1 files changed, 76 insertions, 70 deletions
diff --git a/Lib/json/encoder.py b/Lib/json/encoder.py
index c8c78b9..97ffe8e 100644
--- a/Lib/json/encoder.py
+++ b/Lib/json/encoder.py
@@ -7,17 +7,13 @@ try:
 except ImportError:
     c_encode_basestring_ascii = None
 try:
-    from _json import encode_basestring as c_encode_basestring
-except ImportError:
-    c_encode_basestring = None
-try:
     from _json import make_encoder as c_make_encoder
 except ImportError:
     c_make_encoder = None
 
 ESCAPE = re.compile(r'[\x00-\x1f\\"\b\f\n\r\t]')
 ESCAPE_ASCII = re.compile(r'([\\"]|[^\ -~])')

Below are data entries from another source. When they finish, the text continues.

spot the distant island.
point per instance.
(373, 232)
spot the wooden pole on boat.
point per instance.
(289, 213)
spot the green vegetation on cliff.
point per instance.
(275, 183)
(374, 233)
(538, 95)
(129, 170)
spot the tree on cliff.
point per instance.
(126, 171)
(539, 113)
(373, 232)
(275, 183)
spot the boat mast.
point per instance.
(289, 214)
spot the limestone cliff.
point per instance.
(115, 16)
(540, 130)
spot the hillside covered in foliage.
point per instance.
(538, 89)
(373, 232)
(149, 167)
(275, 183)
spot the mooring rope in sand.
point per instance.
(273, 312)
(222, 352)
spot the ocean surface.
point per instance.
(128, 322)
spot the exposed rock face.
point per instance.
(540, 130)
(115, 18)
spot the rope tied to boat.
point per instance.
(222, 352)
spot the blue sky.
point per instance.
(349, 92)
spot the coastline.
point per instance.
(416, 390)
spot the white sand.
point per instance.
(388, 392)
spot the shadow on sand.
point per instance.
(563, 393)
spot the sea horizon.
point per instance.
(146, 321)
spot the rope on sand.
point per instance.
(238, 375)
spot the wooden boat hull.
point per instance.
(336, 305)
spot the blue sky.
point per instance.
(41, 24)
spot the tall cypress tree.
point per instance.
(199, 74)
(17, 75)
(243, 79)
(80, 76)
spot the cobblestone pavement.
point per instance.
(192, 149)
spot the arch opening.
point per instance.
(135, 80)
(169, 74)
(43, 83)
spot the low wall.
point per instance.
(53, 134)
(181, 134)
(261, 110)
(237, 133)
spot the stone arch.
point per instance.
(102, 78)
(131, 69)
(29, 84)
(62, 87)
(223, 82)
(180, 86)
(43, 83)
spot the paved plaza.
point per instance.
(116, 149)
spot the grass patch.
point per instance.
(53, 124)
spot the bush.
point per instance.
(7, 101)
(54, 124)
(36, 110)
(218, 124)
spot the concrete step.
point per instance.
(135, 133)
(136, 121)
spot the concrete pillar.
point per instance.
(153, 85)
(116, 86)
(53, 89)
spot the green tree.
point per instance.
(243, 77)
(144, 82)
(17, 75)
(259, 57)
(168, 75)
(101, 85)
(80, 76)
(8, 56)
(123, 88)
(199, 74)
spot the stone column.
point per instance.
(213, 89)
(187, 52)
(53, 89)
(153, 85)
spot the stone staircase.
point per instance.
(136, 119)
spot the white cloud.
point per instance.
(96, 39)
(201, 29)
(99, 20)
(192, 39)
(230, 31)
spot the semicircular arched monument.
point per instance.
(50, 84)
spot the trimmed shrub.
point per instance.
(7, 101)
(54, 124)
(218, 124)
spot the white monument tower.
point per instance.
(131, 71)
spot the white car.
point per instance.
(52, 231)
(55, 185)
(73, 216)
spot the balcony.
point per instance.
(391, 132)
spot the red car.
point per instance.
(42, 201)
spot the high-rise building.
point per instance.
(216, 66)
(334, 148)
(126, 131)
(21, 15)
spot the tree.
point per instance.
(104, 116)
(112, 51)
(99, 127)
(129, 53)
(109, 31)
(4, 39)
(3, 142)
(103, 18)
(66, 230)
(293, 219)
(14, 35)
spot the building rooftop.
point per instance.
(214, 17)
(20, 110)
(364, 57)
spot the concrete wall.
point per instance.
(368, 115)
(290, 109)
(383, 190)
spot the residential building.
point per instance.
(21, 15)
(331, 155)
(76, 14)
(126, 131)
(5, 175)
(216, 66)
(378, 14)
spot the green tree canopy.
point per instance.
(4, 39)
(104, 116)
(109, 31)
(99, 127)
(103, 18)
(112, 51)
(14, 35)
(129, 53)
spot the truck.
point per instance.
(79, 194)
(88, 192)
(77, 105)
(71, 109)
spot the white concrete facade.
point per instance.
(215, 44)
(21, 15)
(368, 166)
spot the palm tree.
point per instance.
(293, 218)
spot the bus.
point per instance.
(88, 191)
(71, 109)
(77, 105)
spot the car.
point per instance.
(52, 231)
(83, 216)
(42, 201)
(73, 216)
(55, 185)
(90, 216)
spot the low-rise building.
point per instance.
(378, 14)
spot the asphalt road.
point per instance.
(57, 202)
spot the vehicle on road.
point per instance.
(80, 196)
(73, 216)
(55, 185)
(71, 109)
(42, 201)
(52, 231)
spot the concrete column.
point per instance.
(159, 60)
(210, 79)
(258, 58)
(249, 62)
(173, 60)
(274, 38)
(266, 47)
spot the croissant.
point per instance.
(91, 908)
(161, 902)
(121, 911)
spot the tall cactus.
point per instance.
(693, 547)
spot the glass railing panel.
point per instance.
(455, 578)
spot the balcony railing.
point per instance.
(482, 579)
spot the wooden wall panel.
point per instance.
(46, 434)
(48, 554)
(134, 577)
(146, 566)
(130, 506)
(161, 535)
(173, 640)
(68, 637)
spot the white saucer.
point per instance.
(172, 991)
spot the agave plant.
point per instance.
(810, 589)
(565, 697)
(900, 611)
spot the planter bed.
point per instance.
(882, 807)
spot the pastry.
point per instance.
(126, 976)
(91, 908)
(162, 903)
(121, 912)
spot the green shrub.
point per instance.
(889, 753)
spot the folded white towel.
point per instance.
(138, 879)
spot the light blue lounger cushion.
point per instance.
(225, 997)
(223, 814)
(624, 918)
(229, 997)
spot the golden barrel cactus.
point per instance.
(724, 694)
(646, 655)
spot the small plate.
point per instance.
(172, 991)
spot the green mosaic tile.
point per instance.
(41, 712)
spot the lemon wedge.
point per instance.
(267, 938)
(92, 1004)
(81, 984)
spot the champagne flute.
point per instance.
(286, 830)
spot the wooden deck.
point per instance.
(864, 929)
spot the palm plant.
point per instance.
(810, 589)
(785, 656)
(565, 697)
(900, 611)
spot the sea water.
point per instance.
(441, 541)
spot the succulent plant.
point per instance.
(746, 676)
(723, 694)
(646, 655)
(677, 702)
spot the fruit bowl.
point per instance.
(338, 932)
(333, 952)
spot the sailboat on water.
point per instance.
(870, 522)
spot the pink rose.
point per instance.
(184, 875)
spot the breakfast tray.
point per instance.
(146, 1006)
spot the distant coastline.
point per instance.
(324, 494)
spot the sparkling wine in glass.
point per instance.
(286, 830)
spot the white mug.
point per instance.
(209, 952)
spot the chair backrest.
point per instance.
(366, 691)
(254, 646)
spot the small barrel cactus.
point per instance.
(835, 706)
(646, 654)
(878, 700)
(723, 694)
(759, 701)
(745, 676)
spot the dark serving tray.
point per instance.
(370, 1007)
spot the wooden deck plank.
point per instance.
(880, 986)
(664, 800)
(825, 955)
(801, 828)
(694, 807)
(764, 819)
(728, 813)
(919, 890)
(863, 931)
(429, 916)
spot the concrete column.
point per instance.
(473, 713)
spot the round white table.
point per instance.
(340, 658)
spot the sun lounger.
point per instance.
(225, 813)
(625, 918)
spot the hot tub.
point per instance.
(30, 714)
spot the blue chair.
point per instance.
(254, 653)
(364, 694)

-HAS_UTF8 = re.compile(b'[\x80-\xff]')
+HAS_UTF8 = re.compile(r'[\x80-\xff]')
 ESCAPE_DCT = {
     '\\': '\\\\',
     '"': '\\"',
@@ -32,8 +28,9 @@ for i in range(0x20):
     #ESCAPE_DCT.setdefault(chr(i), '\\u%04x' % (i,))
 
 INFINITY = float('inf')
+FLOAT_REPR = float.__repr__
 
-def py_encode_basestring(s):
+def encode_basestring(s):
     """Return a JSON representation of a Python string
 
     """
@@ -42,13 +39,12 @@ def py_encode_basestring(s):
     return '"' + ESCAPE.sub(replace, s) + '"'
 
 
-encode_basestring = (c_encode_basestring or py_encode_basestring)
-
-
 def py_encode_basestring_ascii(s):
     """Return an ASCII-only JSON representation of a Python string
 
     """
+    if isinstance(s, str) and HAS_UTF8.search(s) is not None:
+        s = s.decode('utf-8')
     def replace(match):
         s = match.group(0)
         try:
@@ -64,7 +60,8 @@ def py_encode_basestring_ascii(s):
                 s1 = 0xd800 | ((n >> 10) & 0x3ff)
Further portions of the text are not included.